The Ghanaian government has achieved its aim of planting at least 5 million trees on Friday in a bid to protect and regrow the country’s lost forests and curb the impacts of climate change, the president said.
Marking the Green Ghana Day, President Nana Akufo led from the front to plant millions of trees.
The President took the center stage at Jubilee House, the seat of Ghana’s presidency, President Akufo-Addo and planted a seedling of lignum vitae, one of the world’s strongest hardwoods. The species is locally referred to as the “Tree of Life” for its medicinal qualities.
“The exploitation of forest resources for national development has not been sustainable over the years,” Akufo-Addo said in a speech marking the country’s inaugural Green Ghana Day.

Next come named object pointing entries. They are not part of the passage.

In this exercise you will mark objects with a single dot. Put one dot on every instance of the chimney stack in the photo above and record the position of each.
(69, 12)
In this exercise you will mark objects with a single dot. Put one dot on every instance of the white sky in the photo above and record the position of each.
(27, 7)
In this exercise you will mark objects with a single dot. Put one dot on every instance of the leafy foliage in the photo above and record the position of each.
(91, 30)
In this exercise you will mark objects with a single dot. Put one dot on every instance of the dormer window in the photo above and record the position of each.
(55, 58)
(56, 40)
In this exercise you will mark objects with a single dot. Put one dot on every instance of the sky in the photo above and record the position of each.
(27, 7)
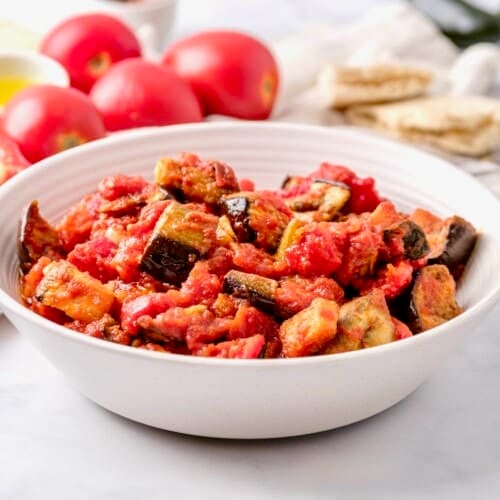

“We don’t have tomorrow or the day after tomorrow to do this. We have to act now,” he added.
Days leading to the day, more than 7 million seedlings were distributed to Ghanaian parks, schools and businesses according to the lands ministry.
Planting kits were also handed out at shopping malls in major cities. Participants chose from a selection of fruit, crop or ornamental trees.
By noon on Friday, nearly 2.7 million of the targeted 5 million seedlings had been planted, Ghana’s forestry commission wrote on Facebook.
The government plans for Green Ghana Day to become an annual event, with an ambitious goal of expanding the day’s planting target from 5 million to 100 million trees by 2024.
The expansion of farming, and to a lesser degree mining and logging, has caused Ghana’s forest areas to deplete by 80% since 1900 according to the country’s statistics.